I picked this video because of the camera work. I wanted something that would show the instruments being played. But I fell in love with the performance. I could listen to the trombone solo 50 times and never get bored.
- 0:20 snare drum and double bass (the big string instrument) plus viola: The poor snare drum player and whoever is playing the bass line have to play those same notes for more than 13 minutes.
- 0:33 flute, gold: Does gold really make the instrument sound better? I don’t know. It could be hype, or it could be true.
- 1:28 clarinet: Nothing to say. This guy is just good. I wonder what Mozart would have thought of this?
- 2:22 bassoon: Always one of the strangest looking instruments. It’s for the brooms in “Sorcerer’s Apprentice”, and it’s “Grandfather” in “Peter and the Wolf”.
- 3:17 sopranino clarinet: It’s a smaller and higher clarinet in Eb. It’s pitched a 4th higher than standard Bb clarinet. I had never heard the name before. But odd pitched clarinets are popular in places like Turkey, or so I read.
- 4:12: English horn, also known as cor anglais: It’s a lower pitched oboe, really.
- 5:07 flute again with muted trumpet: color me stupid because I never noticed this combo before. The trumpet with the mute, together with the flute, is a unique sound. I really like it.
- 6:02 tenor saxophone: It’s a late arrival in the orchestral instruments. You won’t find saxes of any kind in Beethoven. Even today people think of it more as a pop or jazz instrument.
- 6:56 soprano sax: It’s an octave higher than tenor sax.
- 7:50 piccolo and celeste: What an usual combo. It sounds so cool.
- 8:45 winds, oboes, English horn, clarinets: Now Ravel starts adding an interval, things like 3rds and 4ths below the melody.”
- 9:38 trombone: This is a killer trombone part, and you have to be really good to play it because it goes up to high Db, a very high note for an orchestral trombone player. This guy is superb. He uses slide vibrato. It’s the best job I’ve heard of this solo.
- 10:31 more winds, intervals, chords: Now he’s using triads and chords, very rich sound.
- 13:08 continuing with the larger group, and timpani: I have to go back sometime and find out when the timpani was added. It may be sooner. This is just unison and octaves.
- 14: 00 bigger, and with chords: Adding more weight, even fuller and richer.
- 14:51 huge, probably just one interval: This time unisons and octaves again, but it’s huge.
- 15:42 even bigger: And continuing with more and more players.
- 16:21 there is a bit of a variation in the theme: Suddenly for the first time he adds a bit to the theme.
- 16:27morphs to E major: This is a surprise because he never did it before.
- 16:50 Back to C major and it ends: Nothing to say, except you have trombone glisses, and it’s a racous musical celebration.
- piccolo, 2 flutes, 2 oboes, English horn, 2 clarinets, bass clarinet, 2 bassoons, contrabassoon, soprano saxophone, tenor saxophone
- 4 horns, 4 trumpets, 3 trombones, tuba
- timpani, snare drum
- harp, celesta
It went viral…
Read about it HERE: This composition by Maurice Ravel remains one of the most famous pieces of music ever nwritten and was hugely popular the minute people heard it.
There is an A theme and a B theme. He alternates them, using these two ideas over and over again, always with different instrumentation.
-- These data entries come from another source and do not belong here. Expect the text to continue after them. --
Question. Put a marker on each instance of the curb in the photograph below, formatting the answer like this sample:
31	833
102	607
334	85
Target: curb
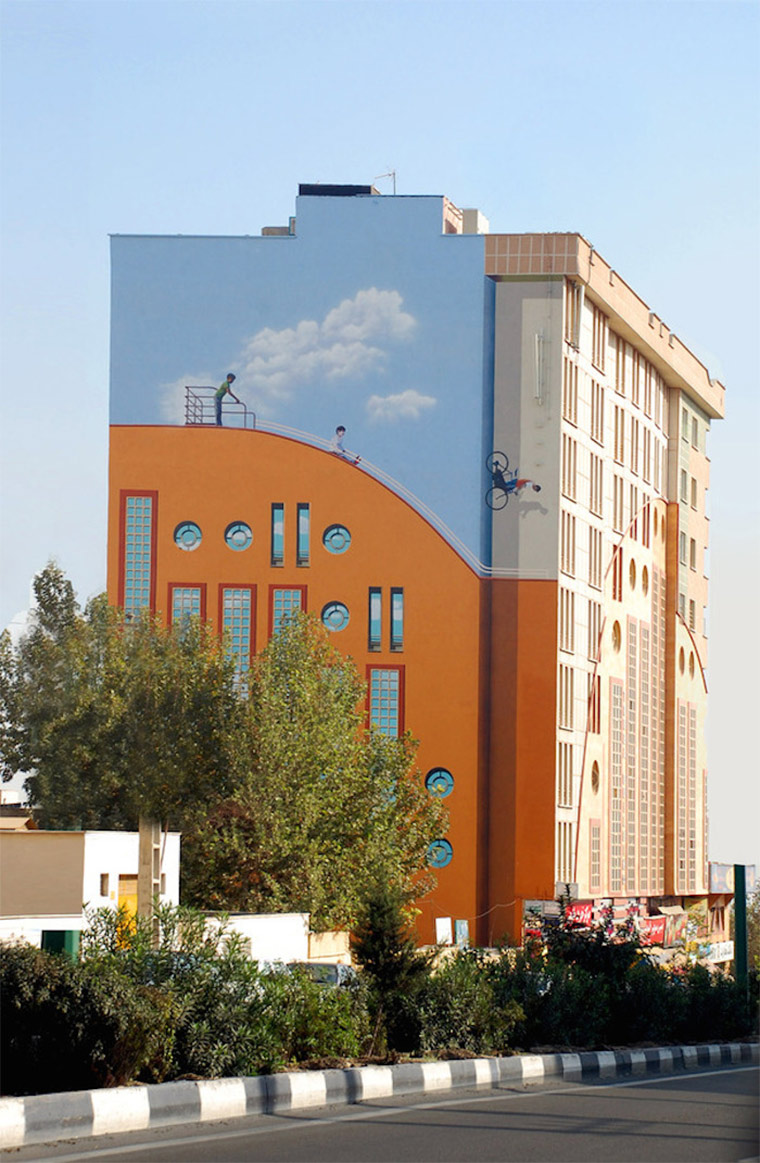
79	1114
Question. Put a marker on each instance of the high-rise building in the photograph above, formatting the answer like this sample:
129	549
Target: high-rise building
517	562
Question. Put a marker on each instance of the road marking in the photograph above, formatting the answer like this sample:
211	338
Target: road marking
293	1122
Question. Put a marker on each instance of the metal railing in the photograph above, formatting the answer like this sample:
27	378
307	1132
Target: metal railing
200	408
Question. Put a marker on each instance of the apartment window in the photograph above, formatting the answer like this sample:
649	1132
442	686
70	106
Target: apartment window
646	523
570	392
397	619
595	864
597	412
636	378
619	365
567	543
617	575
284	604
137	534
619	434
567	620
618	518
595	705
386	699
236	622
565	775
646	455
567	696
595	557
595	629
277	535
596	493
186	601
375	619
598	339
634	446
569	465
303	539
573	304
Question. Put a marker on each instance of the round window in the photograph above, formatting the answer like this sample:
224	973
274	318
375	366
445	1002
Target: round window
440	854
336	539
439	782
335	615
238	535
187	535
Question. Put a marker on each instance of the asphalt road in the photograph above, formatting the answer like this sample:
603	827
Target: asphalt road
698	1117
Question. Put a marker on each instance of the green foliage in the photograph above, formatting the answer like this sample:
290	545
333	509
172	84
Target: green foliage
66	1026
322	807
114	720
396	971
459	1008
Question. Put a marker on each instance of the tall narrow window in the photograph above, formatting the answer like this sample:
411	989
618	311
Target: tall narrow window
278	534
397	619
386	699
136	564
302	553
283	604
236	612
186	601
375	619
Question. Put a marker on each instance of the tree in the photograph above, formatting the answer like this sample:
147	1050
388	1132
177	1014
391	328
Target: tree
111	720
324	806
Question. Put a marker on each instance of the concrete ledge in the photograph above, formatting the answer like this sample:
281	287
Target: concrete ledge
79	1114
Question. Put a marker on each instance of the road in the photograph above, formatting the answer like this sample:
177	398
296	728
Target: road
698	1118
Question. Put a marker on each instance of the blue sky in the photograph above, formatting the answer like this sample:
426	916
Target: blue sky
634	123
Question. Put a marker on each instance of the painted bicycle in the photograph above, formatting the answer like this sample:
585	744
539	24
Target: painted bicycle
504	484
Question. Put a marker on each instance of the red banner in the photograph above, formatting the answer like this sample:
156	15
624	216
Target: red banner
652	929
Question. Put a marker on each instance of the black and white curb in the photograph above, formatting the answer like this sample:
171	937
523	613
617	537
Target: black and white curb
76	1114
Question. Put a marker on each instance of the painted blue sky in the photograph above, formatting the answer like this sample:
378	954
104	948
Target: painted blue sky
633	122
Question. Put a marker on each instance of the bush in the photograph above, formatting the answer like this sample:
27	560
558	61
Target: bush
68	1027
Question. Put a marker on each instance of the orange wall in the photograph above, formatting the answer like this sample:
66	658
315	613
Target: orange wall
217	476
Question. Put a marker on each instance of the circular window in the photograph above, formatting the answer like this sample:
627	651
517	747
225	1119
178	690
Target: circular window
336	539
187	535
238	535
335	615
440	854
439	782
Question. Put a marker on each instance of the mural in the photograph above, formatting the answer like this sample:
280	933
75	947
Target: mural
368	319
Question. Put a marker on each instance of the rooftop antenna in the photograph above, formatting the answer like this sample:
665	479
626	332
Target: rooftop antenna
391	173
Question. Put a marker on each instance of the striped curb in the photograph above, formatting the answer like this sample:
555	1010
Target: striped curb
78	1114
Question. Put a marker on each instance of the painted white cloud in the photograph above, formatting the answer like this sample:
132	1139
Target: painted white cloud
349	342
409	405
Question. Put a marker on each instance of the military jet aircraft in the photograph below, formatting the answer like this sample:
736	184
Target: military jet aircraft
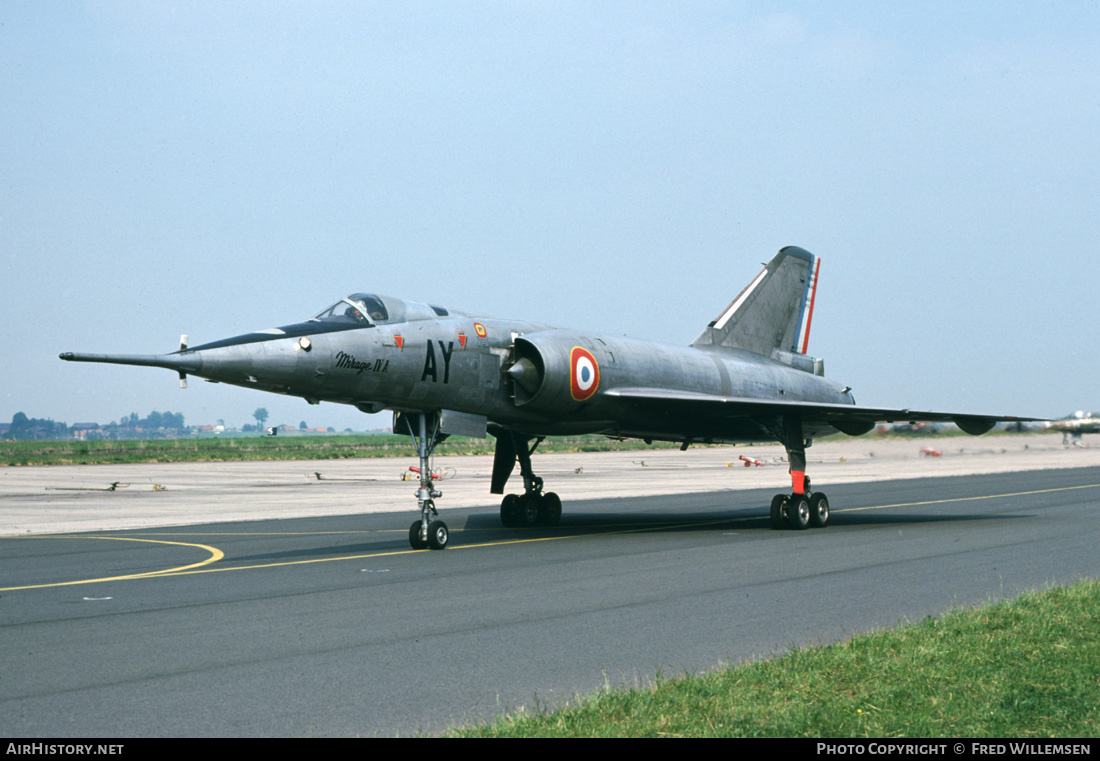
745	378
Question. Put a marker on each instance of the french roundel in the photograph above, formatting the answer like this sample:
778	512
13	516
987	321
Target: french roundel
584	374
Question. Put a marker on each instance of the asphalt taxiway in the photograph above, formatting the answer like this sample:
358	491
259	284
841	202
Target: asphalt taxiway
331	626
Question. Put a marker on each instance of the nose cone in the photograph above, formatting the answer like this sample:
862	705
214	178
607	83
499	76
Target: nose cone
268	363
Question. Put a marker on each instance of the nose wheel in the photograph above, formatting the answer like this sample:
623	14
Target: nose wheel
429	532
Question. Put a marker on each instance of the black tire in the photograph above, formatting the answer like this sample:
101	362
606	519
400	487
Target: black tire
779	510
415	540
508	510
550	509
818	510
438	536
798	514
527	510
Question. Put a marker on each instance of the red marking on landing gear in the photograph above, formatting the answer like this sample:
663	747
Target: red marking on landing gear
799	482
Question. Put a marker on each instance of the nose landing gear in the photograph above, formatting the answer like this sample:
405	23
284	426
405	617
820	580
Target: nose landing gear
428	532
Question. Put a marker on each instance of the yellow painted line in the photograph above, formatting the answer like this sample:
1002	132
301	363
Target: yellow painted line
216	554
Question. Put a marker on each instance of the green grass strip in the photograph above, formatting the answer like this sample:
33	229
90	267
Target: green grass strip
243	449
1029	668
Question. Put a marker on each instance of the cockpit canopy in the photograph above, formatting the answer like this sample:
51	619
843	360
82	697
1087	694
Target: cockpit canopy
371	309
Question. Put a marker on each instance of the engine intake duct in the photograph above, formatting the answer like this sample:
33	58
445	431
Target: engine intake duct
527	372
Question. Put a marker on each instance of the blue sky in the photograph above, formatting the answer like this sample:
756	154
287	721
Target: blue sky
210	168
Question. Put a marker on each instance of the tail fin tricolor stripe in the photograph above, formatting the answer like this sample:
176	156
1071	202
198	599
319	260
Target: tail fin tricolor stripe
806	309
773	312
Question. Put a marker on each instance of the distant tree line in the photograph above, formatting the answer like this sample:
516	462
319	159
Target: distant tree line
154	420
154	423
23	427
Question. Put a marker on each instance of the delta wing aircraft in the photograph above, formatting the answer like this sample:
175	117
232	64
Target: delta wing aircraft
745	378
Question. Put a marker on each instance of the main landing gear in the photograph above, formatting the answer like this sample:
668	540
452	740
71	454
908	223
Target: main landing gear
802	508
429	532
532	507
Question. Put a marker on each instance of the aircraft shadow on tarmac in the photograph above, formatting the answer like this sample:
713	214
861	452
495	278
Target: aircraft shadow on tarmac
485	529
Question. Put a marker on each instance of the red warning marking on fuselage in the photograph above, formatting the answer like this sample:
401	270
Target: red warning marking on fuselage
583	375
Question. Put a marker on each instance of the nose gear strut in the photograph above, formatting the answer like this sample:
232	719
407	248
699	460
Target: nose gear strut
428	531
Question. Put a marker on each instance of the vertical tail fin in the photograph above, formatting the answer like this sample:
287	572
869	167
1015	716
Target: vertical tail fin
774	310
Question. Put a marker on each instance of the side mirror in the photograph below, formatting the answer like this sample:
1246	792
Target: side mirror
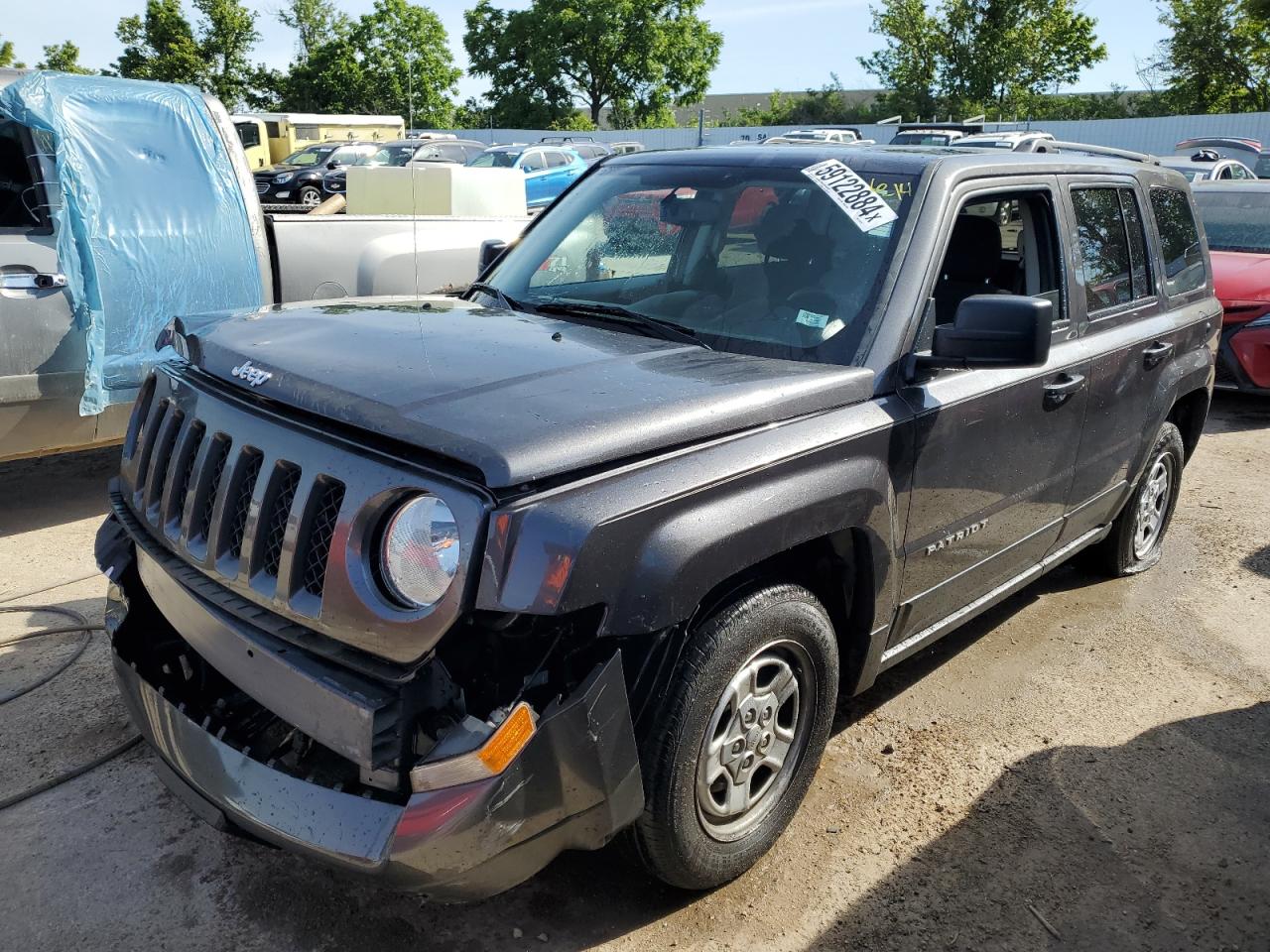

His idea was to create something totally new, and it was just a huge experiment.
I hated this, and now I very much like it…
I used to think this was music written for people who don’t know anything and who need to hear the same tune repeated over and over again. I went years without listening to it, on purpose. But when I started studying the music more closely I completely change my mind. I now think it’s brilliant.
Ravel wanted it slow and sensuous. Toscanini wanted it much faster. He won, Ravel lost. But today conductors have reversed that, going to the slower tempo Ravel preferred. Why does the slower tempo work today? Because the top soloists are better, and they can pull of something more liquid, expressive and polished.